The Toronto Maple Leafs are a team with a storied past in the NHL.  They are one of the Original Six teams and probably one of the most beloved franchises in all of sports.  The last time the Leafs won the Stanley Cup was 44 seasons ago in 1967, and they haven’t been back to the finals since, currently the longest drought in the NHL after my beloved Blackhawks won it all in 2010.  There was a recent resurgence for the team dating back to the early 1990s, lead by Doug Gilmour and the late 1990s and again in the early 2000s by Mats Sundin.  No doubt two of the best players of their eras, they still could not lead the Leafs to another Stanley Cup Final, despite making the playoffs 10 out of 12 seasons from 1992-93 to 2003-04 before the lock out.
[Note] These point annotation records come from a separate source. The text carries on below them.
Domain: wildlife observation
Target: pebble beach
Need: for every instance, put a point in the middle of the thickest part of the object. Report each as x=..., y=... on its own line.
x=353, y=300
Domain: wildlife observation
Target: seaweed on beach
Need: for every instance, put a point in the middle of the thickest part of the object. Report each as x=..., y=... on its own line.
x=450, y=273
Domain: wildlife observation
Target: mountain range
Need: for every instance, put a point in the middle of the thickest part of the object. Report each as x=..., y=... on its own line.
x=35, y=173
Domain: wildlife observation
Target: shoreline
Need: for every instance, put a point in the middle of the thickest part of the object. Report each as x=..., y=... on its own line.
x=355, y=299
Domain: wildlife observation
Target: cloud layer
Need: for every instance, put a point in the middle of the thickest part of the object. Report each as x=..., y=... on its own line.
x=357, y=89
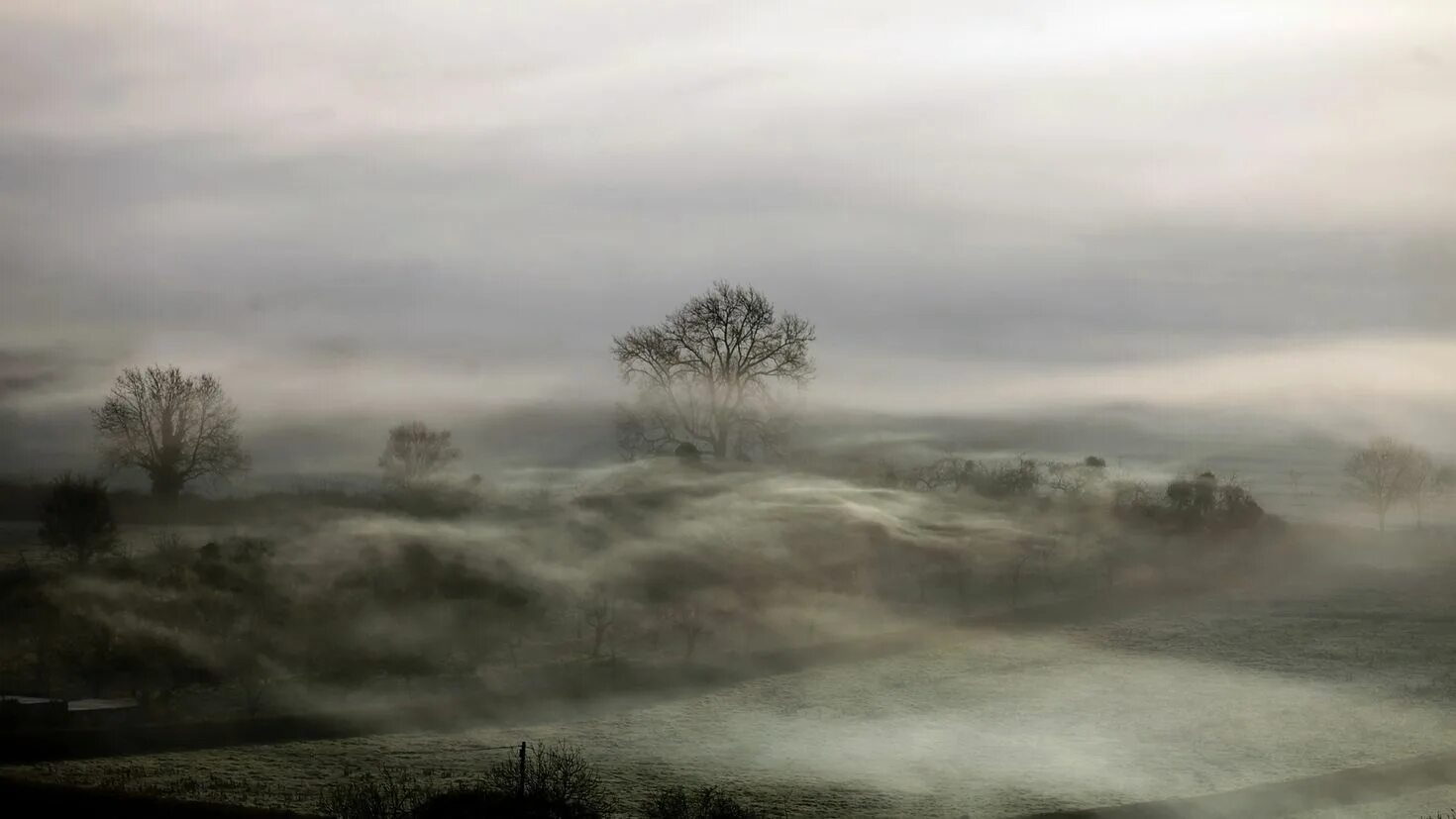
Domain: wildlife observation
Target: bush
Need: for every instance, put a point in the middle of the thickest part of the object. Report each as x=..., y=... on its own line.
x=387, y=794
x=76, y=520
x=560, y=783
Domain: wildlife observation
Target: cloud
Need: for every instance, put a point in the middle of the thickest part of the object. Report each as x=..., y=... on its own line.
x=350, y=204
One thing I’ve found funny in the recent six seasons of playoff-less hockey for Toronto is their rabid fan base thinks every free agent wants to sign with them; they are essentially the Knicks of the NHL. Brad Richards didn’t want to sign with them, and Steven Stamkos won’t unless it’s at the end of his career just for the novelty of playing for his hometown team.  I’m sorry, at this point nobody really wants to play there to win, they play there for money.

Last season, several players gave Leaf Nation hope.  Phil Kessel was the prized acquisition a couple seasons ago, but they gave up a lot for him.  Since turning 21, he’s logged three consecutive 30-goal seasons. James Reimer gives hope in the goaltender department, a position that has been a revolving door in recent years.  Experiments with Jean-Sébastien Giguère, Jonas Gustavsson and Vesa Toskala have left that position in a sinkhole.  Many young players currently on the roster show promise, including Tyler Bozak, Nazem Kadri, Mikhail Grabovski, Joffrey Lupul and Nikolai Kulemin.  Along with Kulemin, Clarke MacArthur had a career year last season.  I don’t see MacArthur playing as well as he did last season, but he is going to need to for the Leafs to make the playoffs.  I think there are two future stars on the blue line with Luke Schenn and Keith Aulie to go along with Phaneuf and Mike Komisarek.
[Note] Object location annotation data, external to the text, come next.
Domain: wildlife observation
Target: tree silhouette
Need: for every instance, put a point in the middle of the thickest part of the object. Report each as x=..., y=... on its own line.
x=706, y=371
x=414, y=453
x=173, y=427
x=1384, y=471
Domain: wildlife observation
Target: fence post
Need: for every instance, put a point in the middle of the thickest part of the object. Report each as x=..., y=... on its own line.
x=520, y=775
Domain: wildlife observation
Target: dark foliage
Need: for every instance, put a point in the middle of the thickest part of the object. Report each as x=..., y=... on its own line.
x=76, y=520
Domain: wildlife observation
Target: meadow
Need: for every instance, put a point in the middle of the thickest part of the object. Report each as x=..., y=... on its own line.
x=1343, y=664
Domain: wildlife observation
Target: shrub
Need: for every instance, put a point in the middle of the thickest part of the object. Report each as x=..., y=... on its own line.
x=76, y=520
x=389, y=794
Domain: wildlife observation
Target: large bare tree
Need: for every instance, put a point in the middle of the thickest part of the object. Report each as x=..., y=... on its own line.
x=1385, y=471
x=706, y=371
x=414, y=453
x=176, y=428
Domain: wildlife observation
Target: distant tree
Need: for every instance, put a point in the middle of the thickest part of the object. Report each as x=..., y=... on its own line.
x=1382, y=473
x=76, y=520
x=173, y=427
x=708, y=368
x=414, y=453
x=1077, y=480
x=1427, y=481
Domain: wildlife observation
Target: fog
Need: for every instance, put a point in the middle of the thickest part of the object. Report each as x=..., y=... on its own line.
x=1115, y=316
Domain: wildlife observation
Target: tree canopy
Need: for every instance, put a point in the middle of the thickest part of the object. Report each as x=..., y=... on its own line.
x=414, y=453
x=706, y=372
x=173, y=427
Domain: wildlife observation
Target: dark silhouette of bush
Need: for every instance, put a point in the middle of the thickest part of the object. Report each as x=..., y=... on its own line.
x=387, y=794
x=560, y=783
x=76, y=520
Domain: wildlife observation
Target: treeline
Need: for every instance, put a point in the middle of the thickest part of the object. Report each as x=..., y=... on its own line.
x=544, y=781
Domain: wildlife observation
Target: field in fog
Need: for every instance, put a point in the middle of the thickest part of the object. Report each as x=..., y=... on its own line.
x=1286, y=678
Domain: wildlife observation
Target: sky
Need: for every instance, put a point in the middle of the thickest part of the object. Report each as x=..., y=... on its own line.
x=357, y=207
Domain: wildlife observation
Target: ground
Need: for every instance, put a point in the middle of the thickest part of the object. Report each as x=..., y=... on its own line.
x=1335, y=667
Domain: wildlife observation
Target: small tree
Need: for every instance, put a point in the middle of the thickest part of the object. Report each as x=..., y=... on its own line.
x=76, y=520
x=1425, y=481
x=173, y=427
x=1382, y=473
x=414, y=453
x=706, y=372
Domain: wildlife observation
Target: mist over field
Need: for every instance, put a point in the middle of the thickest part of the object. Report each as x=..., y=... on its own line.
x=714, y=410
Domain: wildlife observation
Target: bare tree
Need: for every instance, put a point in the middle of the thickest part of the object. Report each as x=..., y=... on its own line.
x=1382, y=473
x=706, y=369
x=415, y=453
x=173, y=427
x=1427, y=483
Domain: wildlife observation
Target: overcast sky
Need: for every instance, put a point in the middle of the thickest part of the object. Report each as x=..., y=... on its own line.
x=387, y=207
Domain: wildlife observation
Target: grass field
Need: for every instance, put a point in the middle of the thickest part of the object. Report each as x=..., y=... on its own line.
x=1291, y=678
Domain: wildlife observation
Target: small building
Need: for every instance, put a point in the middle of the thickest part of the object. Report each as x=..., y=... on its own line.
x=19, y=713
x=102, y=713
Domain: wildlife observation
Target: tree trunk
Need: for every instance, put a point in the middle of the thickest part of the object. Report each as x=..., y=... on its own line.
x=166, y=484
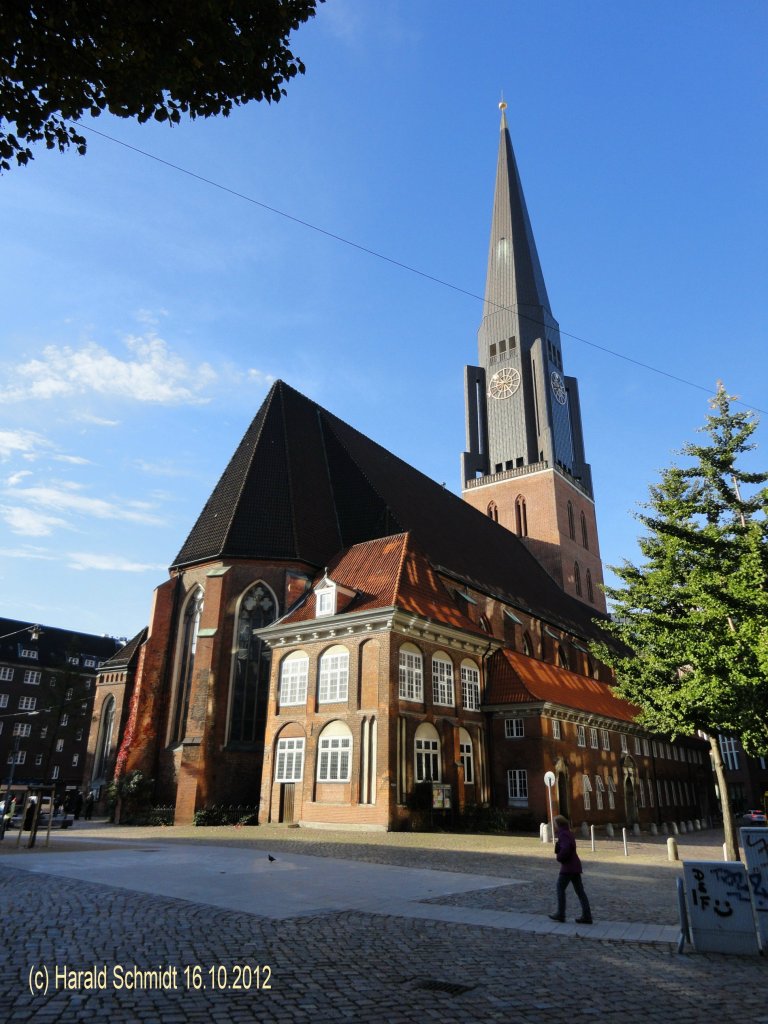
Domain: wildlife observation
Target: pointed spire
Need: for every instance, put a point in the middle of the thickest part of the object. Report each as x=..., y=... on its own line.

Now let’s get to the acquisitions for the free agency of 2011-12 season.  Is Tim Connolly the center that Kessel has been waiting for?  Connolly can be a point per game player, but he’s had constant injury problems.  I see both guys around 80 points this year.

There were two other trades that saw defenseman Robert Lebda and prospect forward Robert Slaney shipped out for defenseman Cody Franson and winger Matthew Lombardi from the Predators.  The second trade brought in defenseman John-Michael Liles from the Avalanche for a 2012 2nd-round draft pick.  I like both trades and the signing for the Maple Leafs.  If Lombardi can recover fully from the concussion he sustained last year that made him miss almost the whole season, I see him having a good year alongside Kessel-Connolly or Grabovski.  Liles gives them the puck-moving defenseman they needed after the Tomas Kaberle trade; the only difference is Liles doesn’t pass up a shot like Kaberle does all too often. I really like Franson, as he’s a very solid defenseman.

So the question is, “Will the Leafs make the playoffs this year?”  My answer to that question is no.  They aren’t ready yet and the teams that were around them also made acquisitions that made them better.  Would I be surprised if they make it?  No, I wouldn’t be surprised, but Leafs fans, don’t hold your breath.